Il y a dans le Tome 4 de la Rubrique-à-Brac, un «Histoire désopilante», dans laquelle Oreste et Pylade se prennent la tête à propos du défi prométhéen consistant à s’accrocher au pinceau lorsqu’on enlève l’échelle. Et puis, après avoir ri une dernière fois, les deux amis meurent côte à côte dans le matin plein de lumière. La Mort s’en vient, avec sa faux et ses ombres. Elle n’a rien compris, elle a «horreur des blagues trop intellectuelles». Sur ce, son manteau tombe, la découvrant dans sa grotesque nudité: la Camarde porte un caleçon fleuri…

Clown triste

Cette pochade macabre est un des accomplissements suprêmes de l’art gotlibien qui est fait, comme chacun le sait, d’Amusement, d’Humour, de Dérision, d’Hilarité et de toutes ces sortes de choses. La vie est évidemment moins désopilante. La Gueuse vient de se venger de cet affront à sa dignité. Dimanche 4 décembre, elle a emmené Gotlib, et plus personne ne rit.

Gotlib a révolutionné l’humour à travers ses bandes dessinées.

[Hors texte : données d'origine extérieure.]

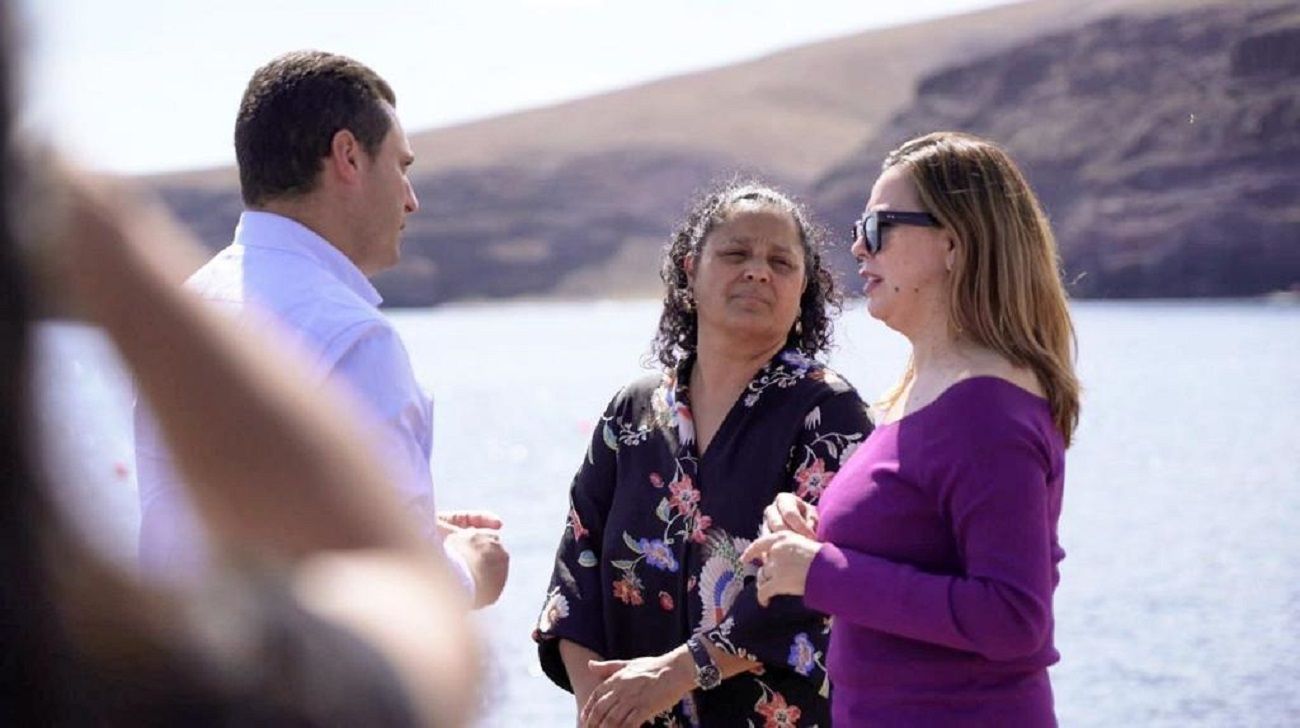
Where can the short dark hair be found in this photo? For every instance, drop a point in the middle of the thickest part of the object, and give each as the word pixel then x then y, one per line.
pixel 290 112
pixel 677 336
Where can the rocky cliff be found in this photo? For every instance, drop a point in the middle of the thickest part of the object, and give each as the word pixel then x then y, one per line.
pixel 1162 138
pixel 1166 148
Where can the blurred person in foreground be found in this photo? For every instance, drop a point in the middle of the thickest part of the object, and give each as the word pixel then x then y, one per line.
pixel 935 550
pixel 323 170
pixel 650 615
pixel 326 607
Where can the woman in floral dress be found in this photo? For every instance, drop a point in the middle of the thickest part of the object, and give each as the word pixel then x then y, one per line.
pixel 649 603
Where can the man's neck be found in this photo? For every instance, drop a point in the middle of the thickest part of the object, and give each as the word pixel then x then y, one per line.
pixel 319 217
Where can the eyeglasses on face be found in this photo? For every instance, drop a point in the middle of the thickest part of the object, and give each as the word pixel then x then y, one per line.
pixel 869 228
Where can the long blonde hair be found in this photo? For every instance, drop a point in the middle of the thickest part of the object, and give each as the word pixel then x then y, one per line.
pixel 1005 287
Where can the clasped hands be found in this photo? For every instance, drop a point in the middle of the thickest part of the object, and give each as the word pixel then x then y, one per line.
pixel 785 547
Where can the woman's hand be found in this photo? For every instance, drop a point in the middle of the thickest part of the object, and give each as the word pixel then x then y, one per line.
pixel 635 690
pixel 785 558
pixel 791 512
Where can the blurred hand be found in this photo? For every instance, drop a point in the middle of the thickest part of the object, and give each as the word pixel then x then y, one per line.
pixel 95 234
pixel 791 512
pixel 451 520
pixel 485 557
pixel 632 692
pixel 785 559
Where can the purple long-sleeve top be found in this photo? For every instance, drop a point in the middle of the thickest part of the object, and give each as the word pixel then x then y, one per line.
pixel 939 563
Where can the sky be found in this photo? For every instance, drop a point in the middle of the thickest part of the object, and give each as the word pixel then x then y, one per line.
pixel 139 86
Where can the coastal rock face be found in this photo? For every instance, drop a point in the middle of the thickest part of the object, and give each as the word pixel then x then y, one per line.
pixel 1164 141
pixel 1165 148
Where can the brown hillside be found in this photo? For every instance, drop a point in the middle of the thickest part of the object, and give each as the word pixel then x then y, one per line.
pixel 1165 148
pixel 575 199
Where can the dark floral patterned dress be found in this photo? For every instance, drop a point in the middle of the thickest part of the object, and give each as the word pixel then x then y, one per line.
pixel 651 550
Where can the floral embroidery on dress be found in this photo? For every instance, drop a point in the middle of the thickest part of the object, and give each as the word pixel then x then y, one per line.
pixel 804 655
pixel 722 579
pixel 628 589
pixel 554 610
pixel 776 713
pixel 654 533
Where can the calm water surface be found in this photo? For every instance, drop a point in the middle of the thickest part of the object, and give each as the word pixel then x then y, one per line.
pixel 1179 602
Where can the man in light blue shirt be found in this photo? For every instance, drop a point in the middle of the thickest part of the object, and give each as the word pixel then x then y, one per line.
pixel 323 170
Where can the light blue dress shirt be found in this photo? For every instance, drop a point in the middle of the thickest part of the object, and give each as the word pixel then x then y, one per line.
pixel 287 278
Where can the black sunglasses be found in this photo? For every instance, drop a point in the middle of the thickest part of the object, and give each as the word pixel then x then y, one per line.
pixel 869 228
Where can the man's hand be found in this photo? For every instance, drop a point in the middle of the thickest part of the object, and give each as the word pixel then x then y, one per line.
pixel 791 512
pixel 455 520
pixel 485 557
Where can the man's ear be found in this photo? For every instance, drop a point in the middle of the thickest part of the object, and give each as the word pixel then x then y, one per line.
pixel 345 156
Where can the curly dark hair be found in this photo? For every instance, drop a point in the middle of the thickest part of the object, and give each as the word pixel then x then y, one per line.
pixel 676 338
pixel 290 112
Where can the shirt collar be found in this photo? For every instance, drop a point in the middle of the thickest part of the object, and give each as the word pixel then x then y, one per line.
pixel 268 230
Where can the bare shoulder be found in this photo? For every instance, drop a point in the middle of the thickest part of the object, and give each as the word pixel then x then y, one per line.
pixel 1000 368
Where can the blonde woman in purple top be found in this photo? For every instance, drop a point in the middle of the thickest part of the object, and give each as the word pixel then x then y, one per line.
pixel 935 549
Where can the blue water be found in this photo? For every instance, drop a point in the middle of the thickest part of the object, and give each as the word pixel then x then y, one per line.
pixel 1179 602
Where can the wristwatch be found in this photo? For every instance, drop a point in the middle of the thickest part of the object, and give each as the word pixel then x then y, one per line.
pixel 706 671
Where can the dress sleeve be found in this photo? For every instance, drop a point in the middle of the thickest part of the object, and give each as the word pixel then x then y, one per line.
pixel 787 633
pixel 573 607
pixel 997 503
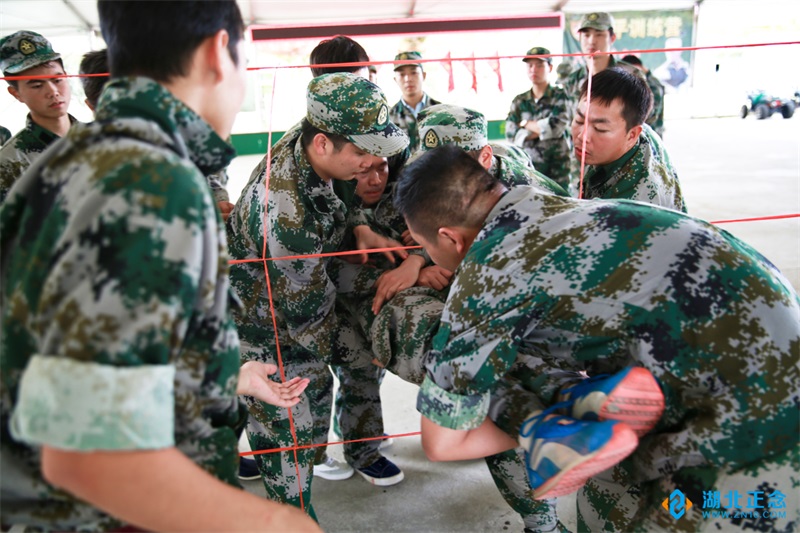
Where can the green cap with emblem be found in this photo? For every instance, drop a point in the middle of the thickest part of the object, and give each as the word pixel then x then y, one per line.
pixel 448 124
pixel 538 51
pixel 355 108
pixel 598 21
pixel 23 50
pixel 412 59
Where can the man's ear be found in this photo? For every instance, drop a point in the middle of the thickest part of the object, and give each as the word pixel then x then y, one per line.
pixel 485 157
pixel 13 91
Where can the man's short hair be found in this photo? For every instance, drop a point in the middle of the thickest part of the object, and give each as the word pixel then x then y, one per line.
pixel 631 89
pixel 95 62
pixel 339 49
pixel 440 188
pixel 158 39
pixel 309 131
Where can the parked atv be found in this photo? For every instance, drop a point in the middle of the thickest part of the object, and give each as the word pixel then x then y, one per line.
pixel 763 105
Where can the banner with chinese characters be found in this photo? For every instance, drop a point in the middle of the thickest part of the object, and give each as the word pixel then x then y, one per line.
pixel 647 30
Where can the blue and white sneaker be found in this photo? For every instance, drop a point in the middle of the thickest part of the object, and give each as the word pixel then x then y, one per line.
pixel 632 396
pixel 561 453
pixel 382 472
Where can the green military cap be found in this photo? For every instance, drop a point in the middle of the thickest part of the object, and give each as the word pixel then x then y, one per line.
pixel 408 56
pixel 23 50
pixel 538 51
pixel 598 21
pixel 449 124
pixel 355 108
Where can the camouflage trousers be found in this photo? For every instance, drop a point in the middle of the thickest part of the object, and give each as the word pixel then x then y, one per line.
pixel 357 414
pixel 760 497
pixel 401 336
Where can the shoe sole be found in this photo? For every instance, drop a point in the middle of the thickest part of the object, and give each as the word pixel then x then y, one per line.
pixel 621 444
pixel 334 477
pixel 383 482
pixel 637 401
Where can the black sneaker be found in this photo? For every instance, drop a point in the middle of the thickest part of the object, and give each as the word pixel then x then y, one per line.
pixel 382 472
pixel 248 469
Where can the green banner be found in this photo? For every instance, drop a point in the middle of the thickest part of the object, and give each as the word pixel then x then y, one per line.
pixel 647 30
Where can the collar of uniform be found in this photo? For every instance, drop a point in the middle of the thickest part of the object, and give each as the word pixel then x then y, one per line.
pixel 190 135
pixel 321 196
pixel 36 133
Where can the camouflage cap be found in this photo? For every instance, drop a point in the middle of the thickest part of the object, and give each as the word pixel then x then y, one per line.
pixel 355 108
pixel 538 51
pixel 448 124
pixel 23 50
pixel 410 57
pixel 598 21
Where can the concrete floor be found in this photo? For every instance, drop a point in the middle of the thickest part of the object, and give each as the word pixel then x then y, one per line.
pixel 729 169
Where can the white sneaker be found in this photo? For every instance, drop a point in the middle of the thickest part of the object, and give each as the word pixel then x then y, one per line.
pixel 333 470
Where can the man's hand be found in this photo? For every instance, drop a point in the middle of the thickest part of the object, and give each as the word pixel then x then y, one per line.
pixel 435 277
pixel 225 209
pixel 408 240
pixel 393 281
pixel 254 381
pixel 367 239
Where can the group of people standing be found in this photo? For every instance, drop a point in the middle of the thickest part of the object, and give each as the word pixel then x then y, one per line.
pixel 617 348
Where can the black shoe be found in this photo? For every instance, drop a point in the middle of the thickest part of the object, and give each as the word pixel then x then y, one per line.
pixel 248 469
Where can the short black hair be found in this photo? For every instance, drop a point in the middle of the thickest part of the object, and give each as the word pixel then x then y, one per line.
pixel 441 188
pixel 15 83
pixel 308 131
pixel 631 89
pixel 339 49
pixel 632 60
pixel 157 39
pixel 95 62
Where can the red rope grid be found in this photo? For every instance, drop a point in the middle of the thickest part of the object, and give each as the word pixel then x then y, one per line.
pixel 264 259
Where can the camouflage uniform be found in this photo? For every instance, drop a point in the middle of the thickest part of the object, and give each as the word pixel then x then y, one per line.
pixel 448 124
pixel 645 174
pixel 5 135
pixel 119 336
pixel 597 286
pixel 303 216
pixel 550 152
pixel 21 150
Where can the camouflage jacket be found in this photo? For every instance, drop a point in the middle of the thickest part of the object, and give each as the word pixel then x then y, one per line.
pixel 404 119
pixel 21 150
pixel 550 152
pixel 645 174
pixel 115 329
pixel 304 216
pixel 597 286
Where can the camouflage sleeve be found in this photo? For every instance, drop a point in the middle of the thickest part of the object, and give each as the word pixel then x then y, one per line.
pixel 119 297
pixel 513 120
pixel 217 182
pixel 555 123
pixel 476 345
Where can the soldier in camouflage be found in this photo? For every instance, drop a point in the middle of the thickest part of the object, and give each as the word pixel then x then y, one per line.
pixel 26 53
pixel 624 158
pixel 546 286
pixel 656 118
pixel 410 76
pixel 120 358
pixel 346 129
pixel 447 124
pixel 539 118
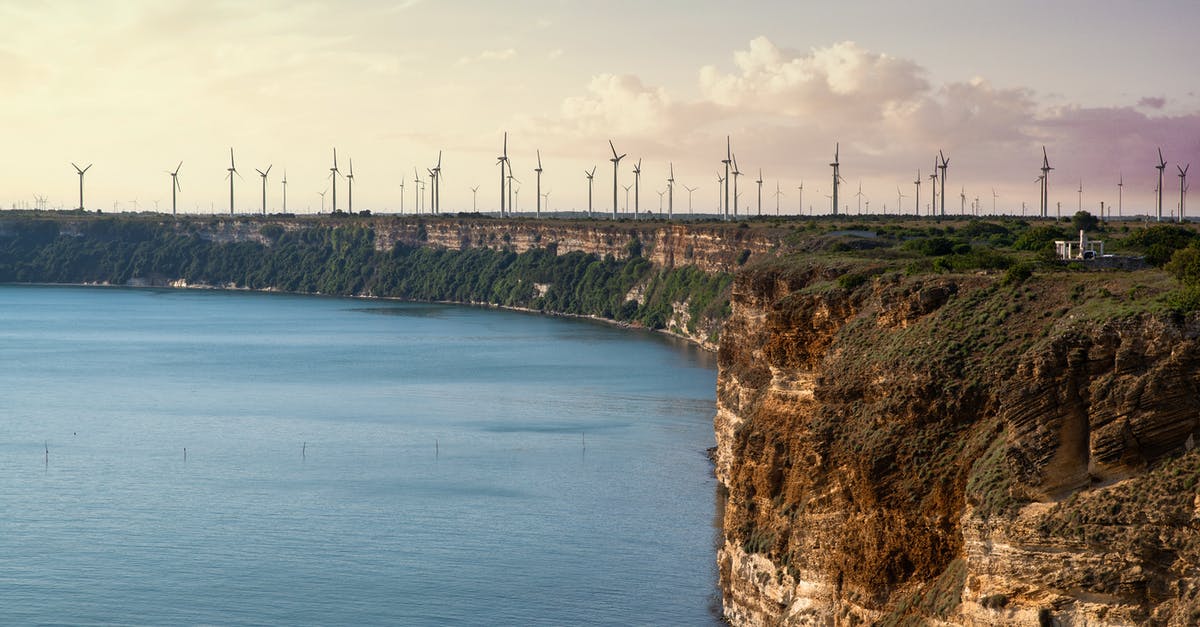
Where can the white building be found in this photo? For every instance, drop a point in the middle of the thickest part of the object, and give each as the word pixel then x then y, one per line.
pixel 1084 249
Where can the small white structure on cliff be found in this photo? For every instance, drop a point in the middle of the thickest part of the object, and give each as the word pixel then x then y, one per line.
pixel 1084 249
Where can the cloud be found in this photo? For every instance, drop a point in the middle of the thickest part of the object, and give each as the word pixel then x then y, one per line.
pixel 843 77
pixel 490 55
pixel 616 103
pixel 1152 102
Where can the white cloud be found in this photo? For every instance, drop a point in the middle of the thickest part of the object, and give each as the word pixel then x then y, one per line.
pixel 490 55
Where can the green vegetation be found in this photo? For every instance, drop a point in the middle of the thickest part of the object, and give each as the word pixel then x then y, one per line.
pixel 342 260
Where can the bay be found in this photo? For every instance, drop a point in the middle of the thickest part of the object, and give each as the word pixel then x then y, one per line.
pixel 347 463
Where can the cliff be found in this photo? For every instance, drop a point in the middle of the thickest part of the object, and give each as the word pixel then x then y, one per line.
pixel 957 449
pixel 660 275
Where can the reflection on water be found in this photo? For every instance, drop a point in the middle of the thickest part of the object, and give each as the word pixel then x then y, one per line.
pixel 347 463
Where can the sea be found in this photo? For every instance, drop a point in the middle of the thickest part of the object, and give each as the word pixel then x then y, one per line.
pixel 187 457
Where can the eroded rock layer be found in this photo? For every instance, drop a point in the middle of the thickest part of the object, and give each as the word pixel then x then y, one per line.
pixel 952 449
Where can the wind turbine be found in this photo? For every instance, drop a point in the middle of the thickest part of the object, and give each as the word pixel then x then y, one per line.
pixel 591 177
pixel 513 191
pixel 720 181
pixel 417 191
pixel 263 174
pixel 671 192
pixel 760 191
pixel 727 161
pixel 933 202
pixel 1161 167
pixel 917 199
pixel 1045 183
pixel 1120 195
pixel 174 186
pixel 736 174
pixel 503 161
pixel 837 175
pixel 437 186
pixel 233 169
pixel 945 166
pixel 349 189
pixel 538 169
pixel 637 190
pixel 334 173
pixel 1183 180
pixel 616 162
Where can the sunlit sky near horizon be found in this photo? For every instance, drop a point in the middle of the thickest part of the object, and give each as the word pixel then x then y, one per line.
pixel 137 87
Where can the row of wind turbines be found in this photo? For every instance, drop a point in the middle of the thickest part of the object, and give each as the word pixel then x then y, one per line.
pixel 727 184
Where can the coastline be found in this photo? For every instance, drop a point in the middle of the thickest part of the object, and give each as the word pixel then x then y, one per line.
pixel 179 284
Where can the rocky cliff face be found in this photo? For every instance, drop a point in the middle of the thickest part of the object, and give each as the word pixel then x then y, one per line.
pixel 711 248
pixel 955 451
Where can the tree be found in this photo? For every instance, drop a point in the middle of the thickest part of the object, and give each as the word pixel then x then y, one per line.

Se réclamant du magazine Mad, de Tex Avery, des Marx Brothers, de Lewis Carroll, il allie la mélancolie de l’humour juif, la tarte à la crème du burlesque américain et la gouaille parigotte. Mais, perpétuant la tradition du clown triste, ce prince de la marrade était un anxieux. «Je n’ai jamais été très bien dans ma peau», reconnaissait-il.

Tragédie intime

Né à Paris le 14 juillet 1934, «tel un feu d’artifice», Marcel Gotlieb a porté l’étoile jaune dans son enfance. Son père Erwin, émigré hongrois, a été déporté et assassiné à Buchenwald. Cette tragédie intime transparaît au gré des pages plus intimes de la Rubrique-à-Brac, celles qui captent avec finesse l’essence de l’enfance.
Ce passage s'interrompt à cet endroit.